Mais alors que ses crimes crapuleux s’accumulent, Richard partage un rare moment de conscience de lui-même : « Mais je suis dans / Jusqu’à présent dans le sang que le péché arrachera le péché. »
Richard III et Trump de Shakespeare
Bien que les détails de la vie de Trump et de Richard diffèrent à bien des égards, il existe certaines similitudes.
Tout comme Trump lors de son premier mandat, le Richard de Shakespeare n’a pas dirigé avec moralité, éthique ou intégrité.
Richard a menti de manière compulsive à tout le monde, comme le montrent clairement ses monologues qui contiennent ses pensées les plus intimes.
Comme Trump, Richard a utilisé une rhétorique creuse pour persuader les gens avec des « mots sucrés » – il n’était pas intéressé à dire ou à promouvoir la vérité.
De plus, Richard de Shakespeare était un sexiste et misogyne qui manquait de respect verbalement et physiquement aux femmes, y compris à sa femme et à sa mère.
Dans la pièce, par exemple, Richard traite la reine Marguerite, veuve du roi Henri VI, de « sorcière ridée immonde » et de « sorcière flétrie et haineuse », dénigrant ainsi son âge avancé.
Il qualifie la reine Elizabeth, épouse d’Édouard IV, de « foutue pute » ou de prostituée, ce qu’elle n’était pas.
De plus, afin de semer le doute sur les prétentions légitimes de ses neveux au trône, Richard a répandu de fausses rumeurs sur sa mère, affirmant qu’elle était infidèle.

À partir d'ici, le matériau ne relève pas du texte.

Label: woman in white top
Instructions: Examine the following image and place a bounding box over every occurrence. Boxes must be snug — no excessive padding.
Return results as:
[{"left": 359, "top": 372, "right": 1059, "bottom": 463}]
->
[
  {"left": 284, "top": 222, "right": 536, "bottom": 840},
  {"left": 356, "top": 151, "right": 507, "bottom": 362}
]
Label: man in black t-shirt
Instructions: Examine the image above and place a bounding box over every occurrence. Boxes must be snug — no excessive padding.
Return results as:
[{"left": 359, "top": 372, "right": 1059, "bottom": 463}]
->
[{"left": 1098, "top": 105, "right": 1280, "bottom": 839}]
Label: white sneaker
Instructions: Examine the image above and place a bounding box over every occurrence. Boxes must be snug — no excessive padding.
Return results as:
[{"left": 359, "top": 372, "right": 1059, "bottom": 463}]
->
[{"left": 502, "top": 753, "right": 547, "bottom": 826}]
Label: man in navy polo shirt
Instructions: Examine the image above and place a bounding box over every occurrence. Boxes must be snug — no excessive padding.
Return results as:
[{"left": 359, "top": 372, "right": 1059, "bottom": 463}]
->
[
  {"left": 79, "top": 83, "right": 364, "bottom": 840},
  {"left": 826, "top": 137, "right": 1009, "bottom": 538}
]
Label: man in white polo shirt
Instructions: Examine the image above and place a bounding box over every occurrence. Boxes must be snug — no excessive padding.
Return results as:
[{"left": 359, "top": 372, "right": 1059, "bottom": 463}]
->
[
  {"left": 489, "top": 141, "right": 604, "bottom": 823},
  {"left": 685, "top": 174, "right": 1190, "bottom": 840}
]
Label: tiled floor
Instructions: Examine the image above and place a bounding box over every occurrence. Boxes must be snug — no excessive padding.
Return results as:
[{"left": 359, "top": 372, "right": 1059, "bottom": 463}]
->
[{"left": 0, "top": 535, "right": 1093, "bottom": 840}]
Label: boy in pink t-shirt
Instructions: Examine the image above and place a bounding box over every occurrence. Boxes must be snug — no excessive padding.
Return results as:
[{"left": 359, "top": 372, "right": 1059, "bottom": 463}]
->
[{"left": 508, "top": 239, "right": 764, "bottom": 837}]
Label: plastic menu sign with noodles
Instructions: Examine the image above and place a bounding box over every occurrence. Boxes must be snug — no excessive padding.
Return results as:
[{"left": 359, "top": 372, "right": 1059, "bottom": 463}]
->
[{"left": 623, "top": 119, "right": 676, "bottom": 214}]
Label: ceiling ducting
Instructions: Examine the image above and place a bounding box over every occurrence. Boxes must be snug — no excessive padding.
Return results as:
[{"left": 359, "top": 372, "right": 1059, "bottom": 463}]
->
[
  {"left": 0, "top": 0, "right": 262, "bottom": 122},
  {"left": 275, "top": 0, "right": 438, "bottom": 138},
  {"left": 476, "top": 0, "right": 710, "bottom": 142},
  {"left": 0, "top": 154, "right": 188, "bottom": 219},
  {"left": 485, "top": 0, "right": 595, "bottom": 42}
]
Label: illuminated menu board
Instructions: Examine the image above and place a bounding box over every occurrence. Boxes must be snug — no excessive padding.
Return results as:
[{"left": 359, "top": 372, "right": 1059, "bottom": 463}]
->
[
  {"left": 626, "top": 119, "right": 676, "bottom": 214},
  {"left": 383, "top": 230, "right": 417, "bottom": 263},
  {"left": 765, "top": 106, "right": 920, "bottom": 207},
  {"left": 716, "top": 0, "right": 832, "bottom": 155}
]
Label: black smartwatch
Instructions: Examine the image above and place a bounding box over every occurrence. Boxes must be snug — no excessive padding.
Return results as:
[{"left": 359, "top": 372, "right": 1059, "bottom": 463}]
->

De son côté, Trump ne manque pas de propos désobligeants à l’égard des femmes. Il a un jour qualifié sa rivale démocrate Hillary Clinton de « diable » et a qualifié l’ancienne présidente de la Chambre des représentants des États-Unis, Nancy Pelosi, de « folle ».
Trump a bombardé à plusieurs reprises la vice-présidente Kamala Harris au cours de la campagne présidentielle d’attaques sexistes et racistes.
Il a d’abord refusé de prononcer son nom correctement et s’est ouvertement moqué de son identité raciale de femme noire, remettant même en question sa « noirceur ».
Un nouveau jour ?
Comme Trump, Richard III a utilisé la religion pour manipuler et brouiller la perception publique de son image amorale.
Dans la pièce, Richard met en scène l’équivalent d’une séance photo des temps modernes, se tenant entre deux « hommes d’église » avec un « livre de prières » à la main.
Tout comme Richard, Trump a courtisé les évangéliques et utilisé la religion organisée à son avantage politique, notamment publiquement en vendant une « Bible que Dieu bénisse les États-Unis ».
La séance photo de Trump en 2020 devant l’église St. John’s à Washington en est un autre exemple. Cela s’est produit lors de manifestations contre le meurtre de George Floyd, un homme noir non armé tué par un policier blanc. La police en tenue anti-émeute a utilisé des gaz lacrymogènes pour forcer les manifestants à quitter la Maison Blanche ; puis Trump a été escorté jusqu’à l’église voisine avec plusieurs responsables de l’administration.
En tant que leader politique, Richard III a laissé un héritage dans l’histoire anglaise comme l’un des pires monarques d’Angleterre.
Cet héritage comprend sa défaite décisive lors de la bataille de Bosworth Field en 1485, qui a conduit à sa mort et à l’ouverture d’une nouvelle ère pour l’Angleterre sous le roi Henri VII.
Après avoir accédé au trône, le nouveau roi a offert un message d’espoir suggérant que l’Angleterre sortirait un jour de sa période de discorde civile :
Qu’ils ne vivent pas pour goûter à l’augmentation de cette terre qui, par une trahison, blesserait la paix de cette belle terre ! Maintenant que les blessures civiles sont arrêtées, la paix renaît. Pour qu’elle puisse vivre longtemps ici, Dieu dit amen.